I'd forgive her and keep talking to her. I've done it before and I'd do it again. I mean, she lied about some things but she's still the same person you've been talking to.
Anyway, you need to heal first and then make your decision.
You catfished someone before?
I'm so sorry this happened to you. If you're going to forgive her, don't do it for her sake. But above everything, you should probably sever ties with her eventually. Catfishing is fucked up.
Yeah. I’m not the type to get like really pissed at people I know very well. Even though I obviously have no idea who she really is lol. And yes, catfishing is fucked up
Don't forgive her, and keep in contact with her. She fucked you up, now it's your turn. Act nice, but shape her to your will.
What's the worst case scenario? She gets hurt and breaks it off with you.
What's the best case scenario?

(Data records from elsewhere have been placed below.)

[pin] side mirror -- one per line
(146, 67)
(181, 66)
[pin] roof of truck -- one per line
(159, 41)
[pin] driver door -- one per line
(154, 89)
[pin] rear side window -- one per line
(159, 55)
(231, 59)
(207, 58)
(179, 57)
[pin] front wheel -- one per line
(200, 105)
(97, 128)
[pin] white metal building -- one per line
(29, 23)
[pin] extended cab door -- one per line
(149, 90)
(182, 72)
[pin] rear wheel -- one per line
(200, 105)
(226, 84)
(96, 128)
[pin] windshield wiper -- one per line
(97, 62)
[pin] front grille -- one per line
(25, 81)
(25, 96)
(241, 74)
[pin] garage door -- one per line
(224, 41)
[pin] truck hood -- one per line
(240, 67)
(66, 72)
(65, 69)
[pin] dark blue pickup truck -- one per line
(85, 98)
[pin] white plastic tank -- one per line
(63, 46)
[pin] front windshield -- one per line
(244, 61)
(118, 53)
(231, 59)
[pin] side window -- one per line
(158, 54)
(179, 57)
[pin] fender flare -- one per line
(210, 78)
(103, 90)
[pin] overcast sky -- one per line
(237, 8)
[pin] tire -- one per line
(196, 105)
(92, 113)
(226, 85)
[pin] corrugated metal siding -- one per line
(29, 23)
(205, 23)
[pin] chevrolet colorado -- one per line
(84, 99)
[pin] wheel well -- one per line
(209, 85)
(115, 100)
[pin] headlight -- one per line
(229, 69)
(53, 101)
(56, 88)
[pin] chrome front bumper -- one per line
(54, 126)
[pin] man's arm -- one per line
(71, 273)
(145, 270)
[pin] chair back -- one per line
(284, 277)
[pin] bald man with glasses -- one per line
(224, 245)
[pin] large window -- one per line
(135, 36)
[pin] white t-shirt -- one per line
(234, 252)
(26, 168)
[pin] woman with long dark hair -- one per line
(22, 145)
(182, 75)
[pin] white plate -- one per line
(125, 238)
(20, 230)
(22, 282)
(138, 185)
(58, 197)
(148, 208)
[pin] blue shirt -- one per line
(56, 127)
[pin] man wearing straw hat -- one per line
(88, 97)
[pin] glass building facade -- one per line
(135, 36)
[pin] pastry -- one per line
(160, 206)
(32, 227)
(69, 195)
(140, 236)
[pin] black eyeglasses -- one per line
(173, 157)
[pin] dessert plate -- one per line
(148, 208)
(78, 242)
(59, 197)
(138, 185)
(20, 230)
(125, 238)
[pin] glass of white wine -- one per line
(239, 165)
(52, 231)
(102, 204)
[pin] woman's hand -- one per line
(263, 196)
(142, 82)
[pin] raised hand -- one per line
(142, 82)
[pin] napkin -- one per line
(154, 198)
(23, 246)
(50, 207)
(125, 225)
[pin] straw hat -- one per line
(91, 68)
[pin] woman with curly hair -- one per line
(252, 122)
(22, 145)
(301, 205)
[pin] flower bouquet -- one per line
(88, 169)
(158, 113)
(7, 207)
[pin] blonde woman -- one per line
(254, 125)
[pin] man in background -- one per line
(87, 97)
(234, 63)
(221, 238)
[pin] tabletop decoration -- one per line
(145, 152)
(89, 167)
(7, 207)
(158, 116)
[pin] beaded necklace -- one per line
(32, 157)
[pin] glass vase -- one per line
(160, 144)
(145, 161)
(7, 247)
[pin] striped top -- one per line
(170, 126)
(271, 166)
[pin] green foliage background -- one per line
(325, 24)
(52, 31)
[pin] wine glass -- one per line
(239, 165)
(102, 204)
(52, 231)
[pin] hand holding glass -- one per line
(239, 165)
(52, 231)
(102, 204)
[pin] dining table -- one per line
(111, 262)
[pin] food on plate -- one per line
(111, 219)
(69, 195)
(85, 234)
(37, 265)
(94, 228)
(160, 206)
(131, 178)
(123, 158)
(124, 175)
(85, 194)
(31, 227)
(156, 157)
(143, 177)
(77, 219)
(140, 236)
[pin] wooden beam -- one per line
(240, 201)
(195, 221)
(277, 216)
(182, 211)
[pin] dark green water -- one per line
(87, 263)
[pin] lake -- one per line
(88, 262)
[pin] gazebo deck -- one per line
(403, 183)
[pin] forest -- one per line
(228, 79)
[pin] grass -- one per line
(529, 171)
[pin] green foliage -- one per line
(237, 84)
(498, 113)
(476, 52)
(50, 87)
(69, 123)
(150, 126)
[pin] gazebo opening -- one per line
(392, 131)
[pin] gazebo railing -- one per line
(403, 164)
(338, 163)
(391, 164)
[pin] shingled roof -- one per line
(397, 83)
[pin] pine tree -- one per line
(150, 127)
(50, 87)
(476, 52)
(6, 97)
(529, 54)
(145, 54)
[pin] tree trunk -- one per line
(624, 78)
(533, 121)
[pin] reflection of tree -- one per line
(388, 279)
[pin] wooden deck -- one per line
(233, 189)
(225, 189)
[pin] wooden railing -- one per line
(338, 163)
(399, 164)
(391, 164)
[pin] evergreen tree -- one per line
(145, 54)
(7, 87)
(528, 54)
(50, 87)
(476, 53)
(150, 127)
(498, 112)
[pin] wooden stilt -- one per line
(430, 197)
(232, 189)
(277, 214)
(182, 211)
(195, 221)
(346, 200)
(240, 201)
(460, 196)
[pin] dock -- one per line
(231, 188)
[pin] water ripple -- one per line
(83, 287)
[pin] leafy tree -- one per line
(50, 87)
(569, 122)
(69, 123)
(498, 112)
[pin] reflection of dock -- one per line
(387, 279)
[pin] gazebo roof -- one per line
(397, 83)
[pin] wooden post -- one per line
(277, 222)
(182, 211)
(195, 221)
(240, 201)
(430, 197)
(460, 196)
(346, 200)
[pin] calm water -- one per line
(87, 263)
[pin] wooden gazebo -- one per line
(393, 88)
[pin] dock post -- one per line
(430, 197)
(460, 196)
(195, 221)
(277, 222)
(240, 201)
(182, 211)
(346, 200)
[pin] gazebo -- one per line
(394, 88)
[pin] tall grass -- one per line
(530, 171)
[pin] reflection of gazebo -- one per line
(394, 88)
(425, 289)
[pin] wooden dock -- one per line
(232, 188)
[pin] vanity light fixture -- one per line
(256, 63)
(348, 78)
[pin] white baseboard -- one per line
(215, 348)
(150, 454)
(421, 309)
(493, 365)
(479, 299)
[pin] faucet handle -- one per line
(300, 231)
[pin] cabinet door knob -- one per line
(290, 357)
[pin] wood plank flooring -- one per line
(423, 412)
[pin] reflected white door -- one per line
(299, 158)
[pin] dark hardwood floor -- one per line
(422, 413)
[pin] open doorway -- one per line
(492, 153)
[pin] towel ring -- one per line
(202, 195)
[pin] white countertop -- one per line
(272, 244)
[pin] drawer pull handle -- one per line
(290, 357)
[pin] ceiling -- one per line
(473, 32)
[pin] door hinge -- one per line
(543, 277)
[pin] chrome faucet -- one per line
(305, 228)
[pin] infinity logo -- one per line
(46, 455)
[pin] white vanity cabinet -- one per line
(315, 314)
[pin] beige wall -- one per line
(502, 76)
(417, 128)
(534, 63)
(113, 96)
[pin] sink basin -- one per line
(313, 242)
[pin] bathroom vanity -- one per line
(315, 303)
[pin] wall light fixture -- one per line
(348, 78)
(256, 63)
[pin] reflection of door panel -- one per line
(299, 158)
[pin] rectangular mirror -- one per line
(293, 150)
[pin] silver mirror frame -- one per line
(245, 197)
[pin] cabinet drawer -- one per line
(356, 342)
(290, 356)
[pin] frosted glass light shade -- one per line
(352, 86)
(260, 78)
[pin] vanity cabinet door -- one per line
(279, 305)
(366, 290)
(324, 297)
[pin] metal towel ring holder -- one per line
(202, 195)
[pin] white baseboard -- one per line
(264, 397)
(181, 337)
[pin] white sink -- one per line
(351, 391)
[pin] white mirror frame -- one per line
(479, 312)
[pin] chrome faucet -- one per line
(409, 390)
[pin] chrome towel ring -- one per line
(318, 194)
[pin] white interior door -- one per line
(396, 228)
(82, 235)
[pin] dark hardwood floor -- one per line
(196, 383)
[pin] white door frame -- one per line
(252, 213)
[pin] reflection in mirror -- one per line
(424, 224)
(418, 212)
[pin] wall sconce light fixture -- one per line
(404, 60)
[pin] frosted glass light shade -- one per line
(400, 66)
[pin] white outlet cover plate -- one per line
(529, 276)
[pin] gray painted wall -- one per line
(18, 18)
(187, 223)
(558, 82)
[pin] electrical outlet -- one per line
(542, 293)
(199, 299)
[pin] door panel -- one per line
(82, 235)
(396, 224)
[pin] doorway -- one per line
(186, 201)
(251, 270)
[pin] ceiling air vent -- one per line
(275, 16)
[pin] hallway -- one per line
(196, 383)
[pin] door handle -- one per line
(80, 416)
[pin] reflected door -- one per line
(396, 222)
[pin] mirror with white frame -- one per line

You can turn her into a better person, and even profit from having a good friend who you managed to guide to a better path.
Additionally, start looking for other girls to date. You can't manipulate someone you are heavily emotionally invested in.
Is this manipulation? Yes. Is this evil? Absolutely.
Every girl does it though, she did it too. And the way I see it, if she can't take what she dishes out, that's not your fault.
No offense buddy, but it sounds like girls have fucked you up so bad that you’re full of anger. And honestly I feel for you but manipulating them back? Really? That only makes them get worse and worse and manipulate other guys for the same reason. It’s no win situation at all.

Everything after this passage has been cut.